Sir Philip Green lost more than a quarter of his wealth in the last twelve months, this year's Sunday Times Rich List has revealed.
The fashion tycoon's wealth fell by 28 per cent, the newspaper said, amid concern over the future of his Arcadia retail group.
His combined fortune with his wife Christina was down to £2 billion, a drop of £787 million.
Ukranian-born Sir Len Blavatnik, once Britain’s richest man, ranked third overall in this year’s list with a fortune of £15.3 billion.
The Warner Music Group owner earned a knighthood for donations worth more than a hundred million pounds to the Tate Modern, the Victoria and Albert Museum and Oxford University.
But he slipped down the list to third place after a drop of £723 million.

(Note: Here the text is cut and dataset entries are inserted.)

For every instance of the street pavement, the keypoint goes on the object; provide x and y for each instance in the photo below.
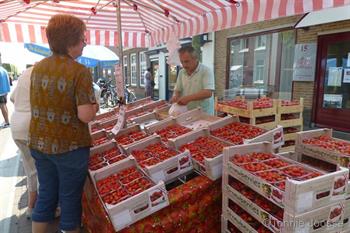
(13, 195)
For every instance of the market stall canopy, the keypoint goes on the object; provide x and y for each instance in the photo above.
(325, 16)
(92, 56)
(146, 23)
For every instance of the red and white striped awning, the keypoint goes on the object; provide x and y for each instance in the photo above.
(146, 23)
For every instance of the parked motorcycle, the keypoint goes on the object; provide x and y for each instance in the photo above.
(109, 97)
(129, 94)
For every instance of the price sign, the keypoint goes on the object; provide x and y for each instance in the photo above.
(121, 120)
(119, 81)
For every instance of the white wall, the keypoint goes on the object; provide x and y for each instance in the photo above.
(162, 67)
(208, 52)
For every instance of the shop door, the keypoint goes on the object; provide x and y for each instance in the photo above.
(171, 73)
(155, 74)
(333, 82)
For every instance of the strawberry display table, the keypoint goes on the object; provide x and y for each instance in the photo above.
(194, 207)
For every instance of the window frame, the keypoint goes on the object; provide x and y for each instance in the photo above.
(142, 63)
(125, 71)
(133, 74)
(254, 34)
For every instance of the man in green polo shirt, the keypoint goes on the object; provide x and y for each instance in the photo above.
(195, 82)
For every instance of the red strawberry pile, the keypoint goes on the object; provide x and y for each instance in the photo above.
(130, 107)
(153, 154)
(94, 128)
(100, 140)
(172, 131)
(122, 185)
(204, 147)
(288, 130)
(231, 228)
(259, 103)
(264, 102)
(127, 139)
(236, 132)
(289, 116)
(245, 216)
(289, 102)
(264, 119)
(256, 198)
(272, 169)
(236, 103)
(329, 143)
(99, 160)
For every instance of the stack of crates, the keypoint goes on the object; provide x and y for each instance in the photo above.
(251, 111)
(266, 192)
(290, 117)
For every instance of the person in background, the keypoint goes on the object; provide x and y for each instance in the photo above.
(149, 82)
(4, 89)
(62, 103)
(19, 128)
(195, 83)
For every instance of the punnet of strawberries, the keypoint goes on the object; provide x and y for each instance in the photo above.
(259, 103)
(153, 154)
(272, 169)
(329, 143)
(127, 139)
(237, 132)
(172, 131)
(122, 185)
(102, 159)
(204, 147)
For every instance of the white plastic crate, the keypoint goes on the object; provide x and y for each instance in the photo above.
(168, 169)
(128, 131)
(107, 163)
(145, 120)
(135, 207)
(212, 167)
(325, 219)
(152, 129)
(330, 156)
(196, 119)
(299, 196)
(275, 136)
(346, 226)
(100, 135)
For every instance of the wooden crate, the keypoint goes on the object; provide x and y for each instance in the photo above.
(286, 149)
(290, 122)
(290, 222)
(250, 112)
(298, 196)
(290, 109)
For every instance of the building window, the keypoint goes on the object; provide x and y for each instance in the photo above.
(133, 69)
(262, 62)
(143, 68)
(125, 69)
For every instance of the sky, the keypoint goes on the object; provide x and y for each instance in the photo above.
(16, 54)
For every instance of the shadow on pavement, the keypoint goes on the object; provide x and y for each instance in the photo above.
(7, 166)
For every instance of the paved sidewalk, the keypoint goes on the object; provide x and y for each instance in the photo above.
(13, 196)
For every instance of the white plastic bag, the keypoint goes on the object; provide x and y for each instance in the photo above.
(176, 109)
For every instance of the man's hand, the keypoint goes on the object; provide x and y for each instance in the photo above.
(174, 99)
(183, 100)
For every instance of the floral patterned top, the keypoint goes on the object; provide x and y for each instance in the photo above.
(58, 85)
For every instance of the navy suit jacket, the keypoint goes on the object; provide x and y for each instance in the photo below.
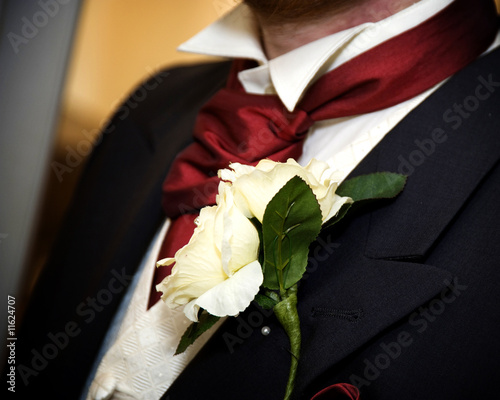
(401, 300)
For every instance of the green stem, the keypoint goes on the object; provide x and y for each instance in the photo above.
(286, 312)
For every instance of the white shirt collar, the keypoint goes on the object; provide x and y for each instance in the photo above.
(236, 35)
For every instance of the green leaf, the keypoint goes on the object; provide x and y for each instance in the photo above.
(291, 222)
(195, 330)
(379, 185)
(341, 214)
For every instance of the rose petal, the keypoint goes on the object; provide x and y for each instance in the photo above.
(234, 294)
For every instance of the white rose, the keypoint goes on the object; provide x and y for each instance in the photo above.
(254, 187)
(218, 269)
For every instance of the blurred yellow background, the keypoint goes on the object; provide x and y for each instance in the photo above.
(118, 43)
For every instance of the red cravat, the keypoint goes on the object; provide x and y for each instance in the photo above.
(235, 126)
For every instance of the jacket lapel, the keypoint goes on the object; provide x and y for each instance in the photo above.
(370, 273)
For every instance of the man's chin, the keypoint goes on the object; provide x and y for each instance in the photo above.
(297, 10)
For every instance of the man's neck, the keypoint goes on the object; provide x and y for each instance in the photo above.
(280, 38)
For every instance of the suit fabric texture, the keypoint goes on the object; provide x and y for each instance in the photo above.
(401, 299)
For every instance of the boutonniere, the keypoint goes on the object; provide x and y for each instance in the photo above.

Other appearances on the rich list include Chelsea FC owner Roman Abramovich, worth £9.3 billion this year, and commodity businessmen David and Simon Reuben – born in Mumbai and descended from an Iraqi Jewish family – who ranked fourth overall after their combined fortune rose 8 per cent to £15.1 billion.
The disgraced Hollywood film producer Harvey Weinstein is a prominent absence from this year’s list.
He featured in 2017 with his now-estranged wife Georgina Chapman as having a wealth of £195 million, but a litany of sexual abuse allegations led to him being dismissed from his company and banished from the film industry.
Elsewhere, Colombian banker and real estate developer Jaime Gilinski is the wealthiest new entry on the list.
The former chair of capital projects at Chabad House, who now lives in London, has a fortune of £3.03bn.
Also listed is former Haberdashers’ student Joshua Stevens, who was named as one of the UK’s wealthiest young entrepreneurs.
The retail entrepreneur, now 29 and with an estimated wealth of £30 million, enters this year’s youth list in third place.
Mr Stevens is chief executive of the One Retail Group, which owns lifestyle brands that operate across Britain, Europe and the US.
He entered business aged just 13, buying a scooter from China using his parents’ fax machine and selling items during lunch breaks at Haberdashers’ Aske’s school in Elstree.
He told the Evening Standard last year: “It started when I was 13 and I really wanted a motorised scooter. I sourced a manufacturer and bought one at a fraction of the price I’d expected.
"I took it to the park and someone offered to buy it for twice the money. I imported and sold during my lunch breaks. My range grew to games consoles, mobiles."
Correction: An earlier version of this article incorrectly stated Joshua Stevens’s age as 30. He is 29.